Carrick ne fuit pas la question : comment rivaliser dans ces conditions ?

« L’argent, c’est l’argent. Je comprends », lâche-t-il. « Mais ça reste du football, et c’est là que se joue la compétition. Ce qu’on ressent naturellement, en tant que groupe, c’est l’envie de gagner des matches. Il y a beaucoup de choses qui entrent en compte, mais la situation est ce qu’elle est, que ce soit les finances ou autre chose. »

La Ligue des champions ne change pas tout

Carrick a emmené United à la troisième place la saison dernière, synonyme de qualification en Ligue des champions. Une manne financière, en théorie idéale pour attirer des stars à prix fort. En théorie seulement.

« Pour être honnête, je n’ai pas les réponses à ça », reconnaît-il. « On fait tout pour tirer le maximum de ce qu’on a. Pour l’instant, on doit en tirer le meilleur, repousser toutes les limites possibles pour pouvoir regagner, tout simplement. »

Peut-on vraiment viser le titre sans aucune superstar à 100 M£ dans l’effectif ? La question revient, insistante.

Carrick nuance, mais ne recule pas : « Ça dépend un peu du poste, de ce que vous avez déjà, de la dynamique dont vous avez besoin à certains moments.
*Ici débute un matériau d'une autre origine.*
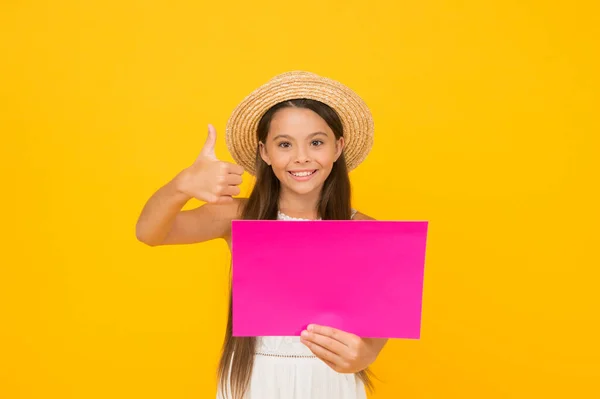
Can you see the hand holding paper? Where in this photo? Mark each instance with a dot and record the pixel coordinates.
(342, 351)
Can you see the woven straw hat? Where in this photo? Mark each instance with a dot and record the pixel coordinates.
(357, 121)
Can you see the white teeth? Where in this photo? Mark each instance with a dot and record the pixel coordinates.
(302, 174)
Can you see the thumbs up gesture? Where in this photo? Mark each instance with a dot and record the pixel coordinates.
(209, 179)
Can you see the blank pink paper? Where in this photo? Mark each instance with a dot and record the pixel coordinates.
(364, 277)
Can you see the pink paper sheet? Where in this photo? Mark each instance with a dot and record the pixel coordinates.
(364, 277)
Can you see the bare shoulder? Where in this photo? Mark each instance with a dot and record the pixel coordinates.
(362, 216)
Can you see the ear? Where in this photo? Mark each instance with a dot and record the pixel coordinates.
(339, 147)
(263, 153)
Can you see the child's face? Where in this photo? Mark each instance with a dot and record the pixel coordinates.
(301, 148)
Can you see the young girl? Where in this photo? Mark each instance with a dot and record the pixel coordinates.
(299, 134)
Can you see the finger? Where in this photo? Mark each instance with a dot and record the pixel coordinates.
(208, 150)
(323, 354)
(328, 343)
(233, 180)
(345, 338)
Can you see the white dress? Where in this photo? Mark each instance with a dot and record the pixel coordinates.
(284, 368)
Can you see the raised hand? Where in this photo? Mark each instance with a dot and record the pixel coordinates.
(209, 179)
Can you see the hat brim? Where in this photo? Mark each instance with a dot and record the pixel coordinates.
(357, 121)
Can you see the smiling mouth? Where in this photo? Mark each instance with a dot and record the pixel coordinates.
(303, 173)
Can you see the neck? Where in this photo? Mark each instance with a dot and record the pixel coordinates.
(299, 205)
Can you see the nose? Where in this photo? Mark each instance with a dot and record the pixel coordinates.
(302, 155)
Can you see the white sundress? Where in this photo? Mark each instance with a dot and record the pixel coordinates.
(284, 368)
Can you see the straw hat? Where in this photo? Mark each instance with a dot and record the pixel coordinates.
(357, 121)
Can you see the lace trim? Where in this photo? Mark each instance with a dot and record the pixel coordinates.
(283, 355)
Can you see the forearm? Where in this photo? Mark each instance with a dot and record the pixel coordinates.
(159, 212)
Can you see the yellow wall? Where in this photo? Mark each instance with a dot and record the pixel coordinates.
(486, 125)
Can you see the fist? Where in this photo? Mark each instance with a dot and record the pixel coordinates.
(209, 179)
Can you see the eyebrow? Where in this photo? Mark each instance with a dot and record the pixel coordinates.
(285, 136)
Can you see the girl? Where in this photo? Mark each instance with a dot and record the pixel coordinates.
(299, 134)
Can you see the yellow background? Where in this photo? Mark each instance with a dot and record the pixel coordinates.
(486, 117)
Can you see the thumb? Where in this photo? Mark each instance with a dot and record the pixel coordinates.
(208, 150)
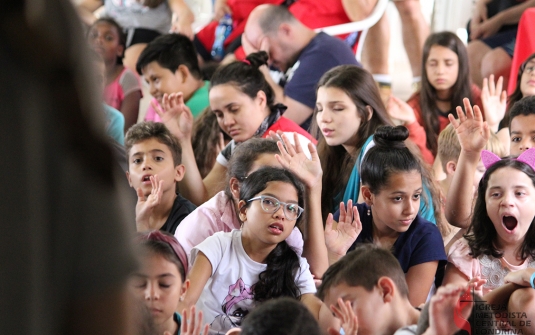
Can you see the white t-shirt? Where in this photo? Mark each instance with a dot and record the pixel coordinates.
(227, 296)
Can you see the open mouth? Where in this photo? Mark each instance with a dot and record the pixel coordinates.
(509, 222)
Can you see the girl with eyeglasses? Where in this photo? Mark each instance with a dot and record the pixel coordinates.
(233, 272)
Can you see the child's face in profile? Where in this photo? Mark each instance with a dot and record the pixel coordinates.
(396, 205)
(159, 284)
(509, 197)
(522, 133)
(148, 158)
(164, 81)
(367, 306)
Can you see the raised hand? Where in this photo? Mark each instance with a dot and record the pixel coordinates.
(472, 131)
(345, 313)
(176, 116)
(294, 159)
(400, 111)
(192, 323)
(145, 206)
(340, 239)
(494, 101)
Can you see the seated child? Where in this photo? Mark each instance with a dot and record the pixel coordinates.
(372, 281)
(122, 87)
(154, 168)
(159, 282)
(500, 244)
(169, 65)
(449, 150)
(234, 272)
(392, 188)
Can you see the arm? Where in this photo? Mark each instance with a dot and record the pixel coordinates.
(473, 134)
(357, 10)
(320, 311)
(183, 18)
(86, 9)
(297, 111)
(310, 173)
(420, 278)
(197, 278)
(130, 109)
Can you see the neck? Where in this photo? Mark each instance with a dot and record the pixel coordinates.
(255, 249)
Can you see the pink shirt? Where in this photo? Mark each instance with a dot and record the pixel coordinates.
(487, 267)
(215, 215)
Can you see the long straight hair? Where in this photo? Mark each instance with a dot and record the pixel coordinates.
(336, 162)
(428, 94)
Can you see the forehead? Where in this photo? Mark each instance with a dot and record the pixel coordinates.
(147, 145)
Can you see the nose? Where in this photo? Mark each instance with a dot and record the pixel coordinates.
(151, 292)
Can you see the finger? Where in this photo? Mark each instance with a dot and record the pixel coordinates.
(492, 85)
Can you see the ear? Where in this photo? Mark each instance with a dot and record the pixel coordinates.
(262, 99)
(367, 194)
(387, 288)
(451, 166)
(129, 179)
(369, 111)
(242, 210)
(235, 188)
(184, 72)
(180, 170)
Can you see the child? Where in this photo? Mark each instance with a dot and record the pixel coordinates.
(219, 214)
(348, 111)
(169, 65)
(160, 280)
(372, 281)
(123, 90)
(445, 82)
(233, 272)
(501, 237)
(154, 168)
(244, 105)
(391, 188)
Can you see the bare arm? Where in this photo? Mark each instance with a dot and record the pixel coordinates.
(420, 278)
(197, 278)
(86, 9)
(357, 10)
(473, 134)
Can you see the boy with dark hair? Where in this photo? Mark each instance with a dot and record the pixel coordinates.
(169, 65)
(372, 280)
(154, 168)
(522, 125)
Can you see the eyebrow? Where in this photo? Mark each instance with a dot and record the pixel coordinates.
(151, 151)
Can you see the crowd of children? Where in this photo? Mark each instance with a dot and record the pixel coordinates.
(396, 218)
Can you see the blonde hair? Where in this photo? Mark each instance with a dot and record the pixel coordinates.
(449, 147)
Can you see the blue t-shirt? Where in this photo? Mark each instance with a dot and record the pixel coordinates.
(322, 54)
(421, 243)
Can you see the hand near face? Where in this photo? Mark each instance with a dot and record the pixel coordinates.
(340, 239)
(176, 116)
(472, 131)
(349, 320)
(145, 206)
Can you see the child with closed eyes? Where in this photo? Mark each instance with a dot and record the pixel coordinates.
(233, 272)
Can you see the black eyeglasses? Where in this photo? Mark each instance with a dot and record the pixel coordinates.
(271, 204)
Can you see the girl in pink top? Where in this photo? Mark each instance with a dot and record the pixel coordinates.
(123, 89)
(500, 244)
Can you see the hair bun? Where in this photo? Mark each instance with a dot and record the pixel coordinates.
(257, 59)
(391, 136)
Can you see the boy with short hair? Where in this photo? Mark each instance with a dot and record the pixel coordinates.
(372, 280)
(154, 168)
(169, 65)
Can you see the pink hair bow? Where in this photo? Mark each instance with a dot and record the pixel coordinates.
(488, 158)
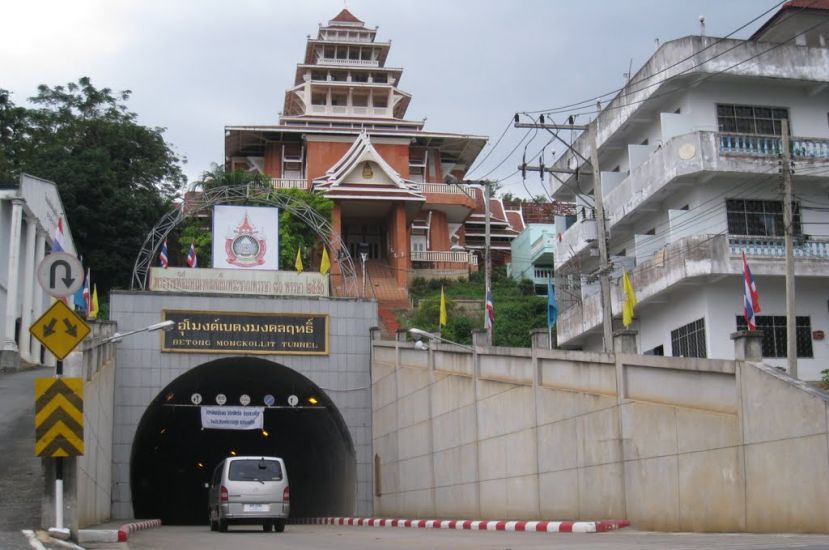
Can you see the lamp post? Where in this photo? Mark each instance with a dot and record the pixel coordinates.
(423, 334)
(163, 325)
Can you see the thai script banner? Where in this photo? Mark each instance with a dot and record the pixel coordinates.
(232, 418)
(248, 333)
(237, 281)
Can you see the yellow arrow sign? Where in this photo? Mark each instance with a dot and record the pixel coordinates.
(59, 417)
(59, 329)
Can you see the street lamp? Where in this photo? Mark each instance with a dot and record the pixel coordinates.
(166, 326)
(423, 334)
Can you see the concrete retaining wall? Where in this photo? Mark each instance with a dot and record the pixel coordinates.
(670, 444)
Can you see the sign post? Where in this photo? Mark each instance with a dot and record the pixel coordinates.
(59, 400)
Parfois, vous avez besoin de ce type de joueur si c’est le bon. Ce n’est pas purement une question d’argent. Sur la durée, on doit chercher à renforcer l’effectif. Donc oui, à 100 %, on doit faire ça. »

Il défend néanmoins le travail déjà accompli sur ce mercato. « On a fait du très bon business. On est ravis de ça, mais on en veut plus, on a besoin de plus. On continue de chercher comment y parvenir, ça ne s’arrête jamais. »
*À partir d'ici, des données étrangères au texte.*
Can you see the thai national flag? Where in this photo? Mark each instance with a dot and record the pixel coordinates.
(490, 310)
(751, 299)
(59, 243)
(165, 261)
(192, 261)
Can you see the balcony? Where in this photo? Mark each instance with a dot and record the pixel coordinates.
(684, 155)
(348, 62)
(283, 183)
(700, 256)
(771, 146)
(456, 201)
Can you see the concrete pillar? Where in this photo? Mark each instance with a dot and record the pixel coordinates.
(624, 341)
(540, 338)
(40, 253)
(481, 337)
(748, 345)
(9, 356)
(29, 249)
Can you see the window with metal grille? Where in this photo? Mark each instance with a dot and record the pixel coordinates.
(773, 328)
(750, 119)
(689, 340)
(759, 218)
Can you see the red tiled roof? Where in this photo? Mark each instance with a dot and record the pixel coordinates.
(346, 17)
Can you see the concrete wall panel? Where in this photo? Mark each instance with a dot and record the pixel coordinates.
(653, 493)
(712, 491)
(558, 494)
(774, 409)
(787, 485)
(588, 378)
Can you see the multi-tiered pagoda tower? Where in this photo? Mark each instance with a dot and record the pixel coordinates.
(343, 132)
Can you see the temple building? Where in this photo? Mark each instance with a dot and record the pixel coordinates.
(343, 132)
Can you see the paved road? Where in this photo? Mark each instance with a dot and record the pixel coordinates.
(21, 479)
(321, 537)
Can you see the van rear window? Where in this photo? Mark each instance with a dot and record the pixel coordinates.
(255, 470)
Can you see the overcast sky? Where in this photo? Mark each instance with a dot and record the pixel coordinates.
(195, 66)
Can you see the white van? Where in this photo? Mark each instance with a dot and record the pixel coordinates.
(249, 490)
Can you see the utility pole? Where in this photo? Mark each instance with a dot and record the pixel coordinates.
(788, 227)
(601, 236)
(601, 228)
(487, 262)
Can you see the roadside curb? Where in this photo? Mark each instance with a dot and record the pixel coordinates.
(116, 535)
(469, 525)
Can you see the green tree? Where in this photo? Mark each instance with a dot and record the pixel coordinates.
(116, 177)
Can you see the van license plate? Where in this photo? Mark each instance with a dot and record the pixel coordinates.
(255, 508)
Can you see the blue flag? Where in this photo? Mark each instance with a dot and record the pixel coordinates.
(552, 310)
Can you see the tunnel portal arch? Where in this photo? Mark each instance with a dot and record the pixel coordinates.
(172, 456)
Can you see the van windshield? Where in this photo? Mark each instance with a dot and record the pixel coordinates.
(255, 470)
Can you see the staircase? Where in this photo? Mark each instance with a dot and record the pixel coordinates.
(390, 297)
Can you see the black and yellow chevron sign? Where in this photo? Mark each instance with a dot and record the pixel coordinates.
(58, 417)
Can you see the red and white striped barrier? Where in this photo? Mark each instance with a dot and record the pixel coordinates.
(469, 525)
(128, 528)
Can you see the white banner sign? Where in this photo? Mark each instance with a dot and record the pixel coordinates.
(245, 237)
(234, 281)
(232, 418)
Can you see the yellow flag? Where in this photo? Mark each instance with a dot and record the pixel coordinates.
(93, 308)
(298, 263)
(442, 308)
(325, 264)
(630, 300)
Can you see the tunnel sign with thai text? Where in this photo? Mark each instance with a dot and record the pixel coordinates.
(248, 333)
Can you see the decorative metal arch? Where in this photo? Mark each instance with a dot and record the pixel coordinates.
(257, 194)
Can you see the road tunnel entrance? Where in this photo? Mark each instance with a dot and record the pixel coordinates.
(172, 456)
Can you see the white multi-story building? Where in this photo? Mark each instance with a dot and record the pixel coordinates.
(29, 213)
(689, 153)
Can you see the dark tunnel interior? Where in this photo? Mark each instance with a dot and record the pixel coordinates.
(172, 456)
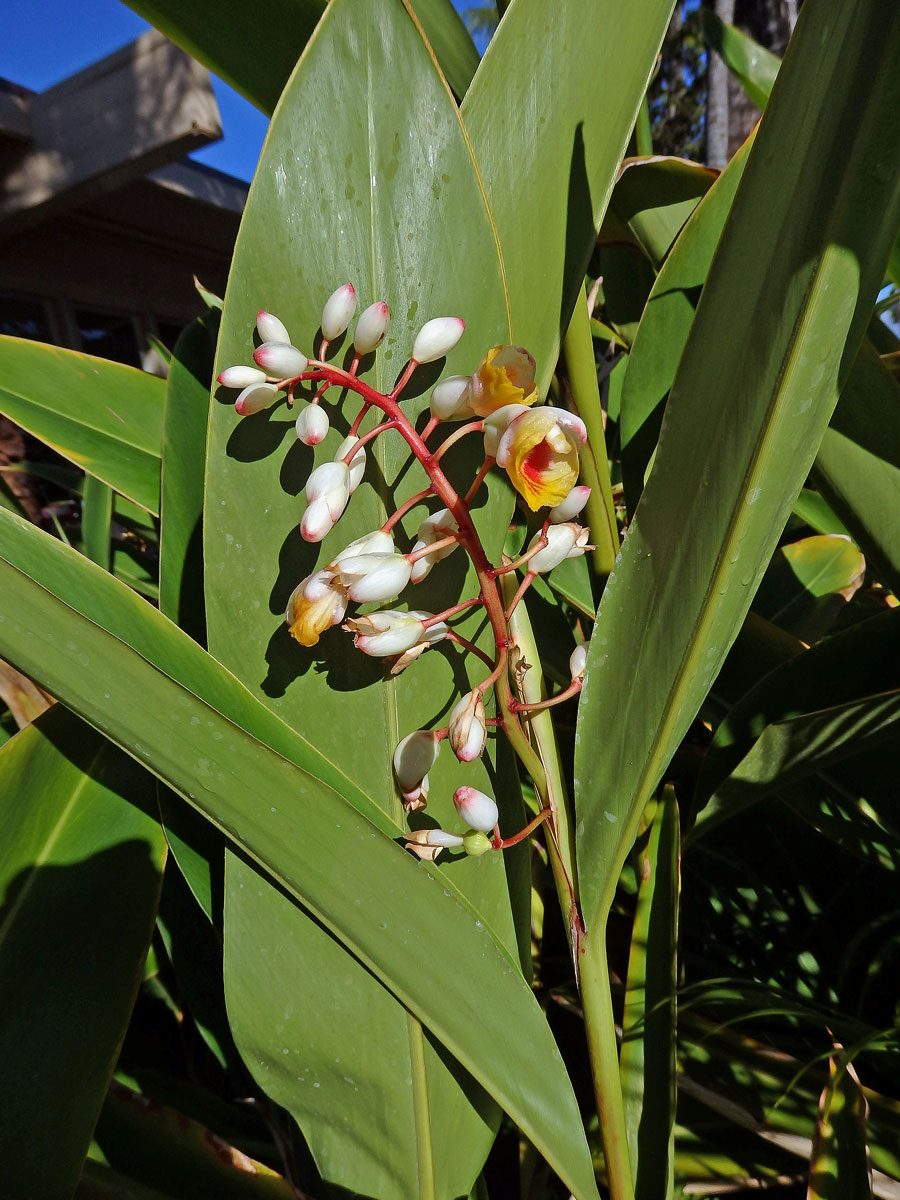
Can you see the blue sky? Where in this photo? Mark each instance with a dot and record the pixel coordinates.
(43, 41)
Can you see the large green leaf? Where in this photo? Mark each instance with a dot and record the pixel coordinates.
(315, 840)
(778, 325)
(82, 868)
(103, 417)
(751, 64)
(652, 201)
(401, 213)
(255, 48)
(550, 159)
(665, 324)
(858, 463)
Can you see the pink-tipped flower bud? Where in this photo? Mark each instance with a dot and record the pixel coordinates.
(281, 360)
(312, 425)
(382, 634)
(478, 810)
(468, 727)
(437, 337)
(475, 844)
(373, 579)
(255, 397)
(571, 505)
(450, 399)
(567, 540)
(414, 757)
(240, 377)
(317, 521)
(328, 490)
(497, 424)
(579, 660)
(337, 312)
(270, 329)
(371, 328)
(433, 528)
(358, 463)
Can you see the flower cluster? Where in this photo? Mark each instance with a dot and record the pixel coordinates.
(537, 445)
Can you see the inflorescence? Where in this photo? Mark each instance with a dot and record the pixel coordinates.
(537, 445)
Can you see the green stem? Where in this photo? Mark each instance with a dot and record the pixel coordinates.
(424, 1150)
(603, 1049)
(581, 369)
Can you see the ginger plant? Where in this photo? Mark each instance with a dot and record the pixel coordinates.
(537, 445)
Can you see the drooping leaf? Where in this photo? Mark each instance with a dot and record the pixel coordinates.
(82, 868)
(720, 490)
(550, 163)
(312, 844)
(400, 213)
(103, 417)
(255, 49)
(652, 201)
(753, 65)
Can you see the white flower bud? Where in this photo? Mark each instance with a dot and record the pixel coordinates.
(571, 505)
(240, 377)
(561, 540)
(255, 397)
(373, 577)
(387, 633)
(371, 328)
(327, 478)
(450, 399)
(497, 424)
(358, 463)
(281, 360)
(414, 757)
(317, 521)
(437, 337)
(312, 425)
(337, 312)
(577, 661)
(478, 810)
(270, 329)
(433, 528)
(468, 727)
(328, 490)
(378, 543)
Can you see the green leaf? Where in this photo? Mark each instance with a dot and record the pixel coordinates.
(184, 455)
(720, 491)
(652, 201)
(753, 65)
(313, 843)
(665, 325)
(75, 835)
(103, 417)
(255, 48)
(858, 465)
(550, 165)
(401, 213)
(96, 516)
(821, 707)
(839, 1165)
(647, 1062)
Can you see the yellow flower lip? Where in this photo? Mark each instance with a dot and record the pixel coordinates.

Rashford, au centre du paradoxe

Au milieu de ce contexte financier tendu, un nom cristallise toutes les contradictions de Manchester United : Marcus Rashford.
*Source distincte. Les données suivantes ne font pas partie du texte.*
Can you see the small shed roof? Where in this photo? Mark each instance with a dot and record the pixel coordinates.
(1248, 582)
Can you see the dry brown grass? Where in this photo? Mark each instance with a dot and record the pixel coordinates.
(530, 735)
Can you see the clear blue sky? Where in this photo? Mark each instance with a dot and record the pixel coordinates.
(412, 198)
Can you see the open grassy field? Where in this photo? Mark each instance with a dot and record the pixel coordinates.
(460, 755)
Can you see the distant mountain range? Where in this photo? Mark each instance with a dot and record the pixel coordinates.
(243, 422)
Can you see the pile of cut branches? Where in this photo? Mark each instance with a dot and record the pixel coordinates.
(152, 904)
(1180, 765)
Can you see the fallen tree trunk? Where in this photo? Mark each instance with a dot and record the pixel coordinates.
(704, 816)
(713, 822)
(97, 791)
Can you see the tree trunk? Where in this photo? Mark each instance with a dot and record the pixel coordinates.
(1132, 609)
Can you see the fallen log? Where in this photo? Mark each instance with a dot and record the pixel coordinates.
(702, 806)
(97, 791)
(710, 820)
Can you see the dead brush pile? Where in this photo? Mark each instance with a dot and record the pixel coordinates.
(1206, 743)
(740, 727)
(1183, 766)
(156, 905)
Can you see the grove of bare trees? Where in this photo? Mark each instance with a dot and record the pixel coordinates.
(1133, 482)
L’attaquant a rejoint le groupe dimanche au camp d’entraînement de County Kildare, après une coupure post-Mondial. À 28 ans, il sort d’un an et demi en prêt, d’abord au Barcelona, puis à Aston Villa, conséquence directe d’une rupture avec la direction du club et l’ancien entraîneur Ruben Amorim.

Les relations se sont apaisées. Rashford est revenu travailler sous les ordres de Carrick, concentré, impliqué. Mais au fond, sa préférence reste de partir. Le club, lui, ne s’y oppose pas : il cherche à alléger une masse salariale plombée, et les deux dernières années de contrat de Rashford pèsent 35 M£.

Dans ce décor, la phrase de Carrick tranche : « C’est notre joueur et il s’est très bien entraîné. C’est bien de l’avoir à nouveau avec le groupe. »

Souhaite-t-il le garder ? Le manager insiste sur la valeur du joueur, mais aussi sur la réalité d’une carrière mouvementée.

« C’est un très bon joueur, Marcus. Sur une carrière de 10 ou 15 ans, il y a des moments où les choses prennent une direction, puis une autre. Ça arrive », explique-t-il. « Il y a des hauts et des bas, et ça ne te définit pas sur un instant. C’est ce qui se passe sur la durée qui compte. Aujourd’hui, on est dans une dynamique positive en tant que groupe, et Marcus peut nous apporter énormément. Il l’a déjà fait, et il peut le refaire, donc c’est assez excitant. »

Est-il considéré comme intransférable ? Carrick ne prononce pas ce mot. « Non. C’est notre joueur et il apporte quelque chose d’un peu différent au groupe. »

Une réponse qui laisse la porte entrouverte, tout en rappelant que, tant qu’il est là, Rashford compte.

Un vestiaire qui vise le titre

Dans ce climat où les millions manquent mais les ambitions restent intactes, le vestiaire, lui, ne baisse pas le regard. Harry Maguire, Noussair Mazraoui et Youri Tielemans ont tous affirmé que Manchester United peut viser le championnat.

Carrick ne tempère pas ces déclarations. Il les embrasse presque.

« On a clairement le potentiel pour accomplir quelque chose de vraiment spécial », assure-t-il. « Je ne me cache pas de ça, et on doit viser cet objectif. Je ne peux pas vous donner une réponse définitive, mais c’est ce vers quoi on pousse, parce que c’est le club que nous sommes. »

Pas de transfert à 100 M£. Un attaquant majeur qui veut partir, mais qui pourrait redevenir central. Un manager qui assume les limites financières, tout en parlant de titre sans baisser la voix.

La saison qui arrive dira si ce Manchester United peut vraiment défier une Premier League façonnée par les clubs à 100 M£. Ou s’il faudra, tôt ou tard, payer le prix fort pour rester à la table des géants.